Today was a day of administrative chores. One of the deep wisdoms I’ve learned from owning my own business is that administrative work is also working. Going to the bank to make deposits, the post office to mail out books, answering emails from clients, going to the mall to take the computer to the Apple Store–all that is work. Hard work. In my case, hot work. It was 106˚F. And I came home and wondered “What have I accomplished today?”
There are many reasons people treat anyone else rudely–they are tired, angry, you look like an easy target because you look different, belong to a minority, don’t look like them. But it hurts. It diminishes people. It feels unresolved.

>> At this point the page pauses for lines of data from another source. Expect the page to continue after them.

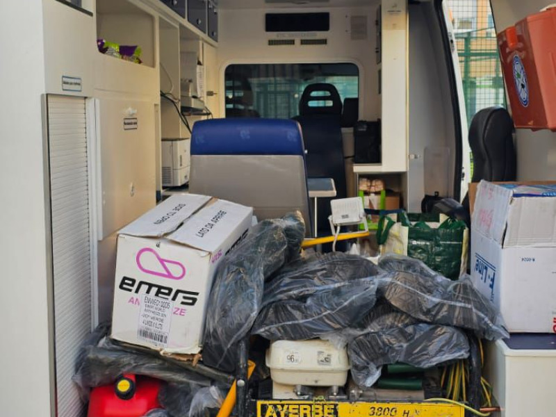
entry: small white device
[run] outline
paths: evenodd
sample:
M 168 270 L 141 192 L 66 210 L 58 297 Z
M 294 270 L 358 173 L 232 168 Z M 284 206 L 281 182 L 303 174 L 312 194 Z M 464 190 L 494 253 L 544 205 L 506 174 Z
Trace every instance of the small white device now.
M 359 197 L 351 198 L 339 198 L 330 202 L 332 214 L 329 216 L 330 229 L 334 235 L 332 250 L 336 251 L 336 242 L 340 235 L 342 226 L 350 224 L 363 224 L 365 231 L 368 231 L 367 218 L 365 208 L 363 206 L 363 199 Z
M 162 140 L 162 186 L 179 187 L 189 182 L 189 139 Z
M 295 386 L 339 387 L 345 385 L 350 361 L 345 348 L 330 342 L 276 341 L 266 352 L 272 379 L 272 398 L 296 398 Z

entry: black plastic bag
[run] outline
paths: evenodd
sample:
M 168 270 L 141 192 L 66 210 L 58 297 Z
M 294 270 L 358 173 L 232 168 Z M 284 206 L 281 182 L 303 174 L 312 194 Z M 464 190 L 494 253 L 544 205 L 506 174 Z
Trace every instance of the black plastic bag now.
M 299 256 L 305 225 L 301 213 L 263 220 L 224 259 L 216 271 L 208 300 L 203 341 L 203 361 L 232 372 L 238 363 L 238 343 L 259 314 L 265 279 Z
M 379 279 L 379 293 L 411 317 L 473 330 L 490 341 L 509 337 L 499 311 L 468 277 L 452 281 L 418 261 L 399 256 L 386 256 L 379 265 L 391 271 Z
M 469 354 L 461 330 L 420 322 L 384 301 L 354 326 L 322 338 L 337 348 L 348 344 L 352 376 L 363 387 L 378 379 L 383 365 L 402 362 L 426 368 Z

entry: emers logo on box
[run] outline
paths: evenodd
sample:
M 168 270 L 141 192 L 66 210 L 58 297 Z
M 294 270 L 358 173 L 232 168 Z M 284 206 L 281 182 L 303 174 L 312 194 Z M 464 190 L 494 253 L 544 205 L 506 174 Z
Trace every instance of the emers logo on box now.
M 150 247 L 144 247 L 138 252 L 136 262 L 140 271 L 155 277 L 177 280 L 181 279 L 186 275 L 186 267 L 181 263 L 165 259 Z M 140 293 L 165 300 L 177 301 L 184 306 L 195 305 L 199 296 L 199 293 L 195 291 L 173 288 L 171 286 L 138 280 L 131 277 L 123 277 L 118 288 L 124 291 L 136 294 Z
M 122 277 L 118 288 L 124 291 L 138 294 L 149 294 L 165 300 L 177 301 L 184 306 L 194 306 L 197 302 L 199 293 L 174 289 L 170 286 L 153 284 L 146 281 L 139 281 L 129 277 Z M 143 290 L 143 291 L 142 291 Z

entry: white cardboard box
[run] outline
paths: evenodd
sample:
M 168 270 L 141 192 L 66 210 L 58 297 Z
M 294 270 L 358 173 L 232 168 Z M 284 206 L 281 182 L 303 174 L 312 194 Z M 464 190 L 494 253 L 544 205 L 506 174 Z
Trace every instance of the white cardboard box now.
M 201 350 L 220 261 L 253 209 L 194 194 L 170 197 L 119 232 L 112 337 L 168 353 Z
M 481 181 L 477 192 L 471 277 L 513 333 L 556 329 L 556 188 L 542 187 Z
M 549 334 L 512 334 L 509 340 L 485 343 L 484 376 L 502 408 L 501 417 L 554 416 L 553 338 Z

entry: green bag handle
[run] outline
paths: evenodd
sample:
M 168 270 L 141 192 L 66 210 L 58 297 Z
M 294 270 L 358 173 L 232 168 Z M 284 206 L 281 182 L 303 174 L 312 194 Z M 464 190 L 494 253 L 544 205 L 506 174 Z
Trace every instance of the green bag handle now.
M 386 222 L 384 226 L 384 221 Z M 378 220 L 378 227 L 377 229 L 377 243 L 379 245 L 384 245 L 388 240 L 388 234 L 390 229 L 395 224 L 395 222 L 387 215 L 381 215 Z

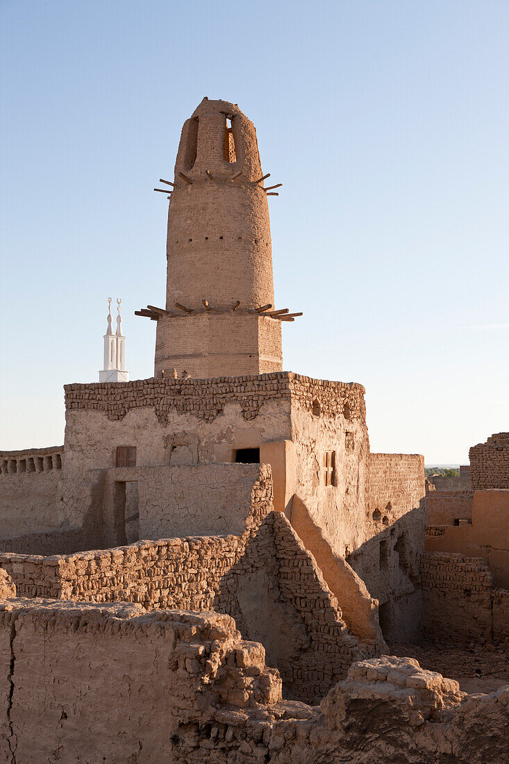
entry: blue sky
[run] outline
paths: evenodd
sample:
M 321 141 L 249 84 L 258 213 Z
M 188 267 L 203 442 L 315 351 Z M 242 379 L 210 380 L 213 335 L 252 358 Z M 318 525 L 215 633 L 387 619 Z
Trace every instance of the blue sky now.
M 167 202 L 204 96 L 254 122 L 284 367 L 358 381 L 373 451 L 509 429 L 509 4 L 0 0 L 0 448 L 63 442 L 120 296 L 153 372 Z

I decided that part of my work today was to return to the eyeglass store because my glasses, which I have now worn for 10 days, do not help me see clearly. What I’ve been chewing on the last 10 days is not the fact I don’t see well. Rather, that when I mentioned it at the fitting, the staff passed me back to the eye doctor who ran me through the eye test again, lightning fast, not giving me a chance to decide if I really like 2 better than 1, or if there was a difference between 3 and 4.
When I told her that I was an artist and a writer, and needed excellent vision, she sighed and said, “Oh, yeah, right.” She then said that the prescription was fine and left the room. I followed. In the hallway, in front of both store employees and other customers she said, “I TOLD you it would take 10 days for you to get used to the new glasses, but I guess you DIDN’T LISTEN” I felt as if I were 80 and had wet myself in public.
So today when I returned because the lenses on my sunglasses had a light leak at the edge of the frame, I mentioned that I had been treated badly by the doctor. The woman got the manager, and I repeated the sentence. The manager said, “Everyone loves Dr. X”
And this is where I stood up for myself. I said, “Dr. X treated me disrespectfully, scolding me in front of three staff members and five other customers. I was humiliated. But most of all, I cannot see clearly out of any of the glasses that I just paid $668 for. I want to have glasses that I can see clearly with. If you cannot provide me with a doctor who will solve the problem for me, I will go to an ophthalmologist who can, and I expect you to pay the full fee. Can we discuss these choices?” I spoke clearly and calmly. And I smiled at the manager when I was done.
She stammered at first, said that it was impossible. “Which one of the choices is impossible?”
“That you go see another doctor and expect us to pay.”
“It solves the problem that you could not solve. I have another suggestion: I return the glasses and you return my money.” I was still calm.
She looked scared.
“Please tell me your solution,” I said, still calmly.
“How about we let another doctor examine you and see what the problem is?”
I agreed to this solution, because it is on the way to getting me glasses that work. So now I have an appointment, and I worked hard today. I stood up for myself. Not with anger. Not by insulting people who were not involved, but with kindness. And that was the hardest work of all.
—-Quinn McDonald is an artist and a writer and needs glasses that correct her vision to 20/20, which she does not find unreasonable.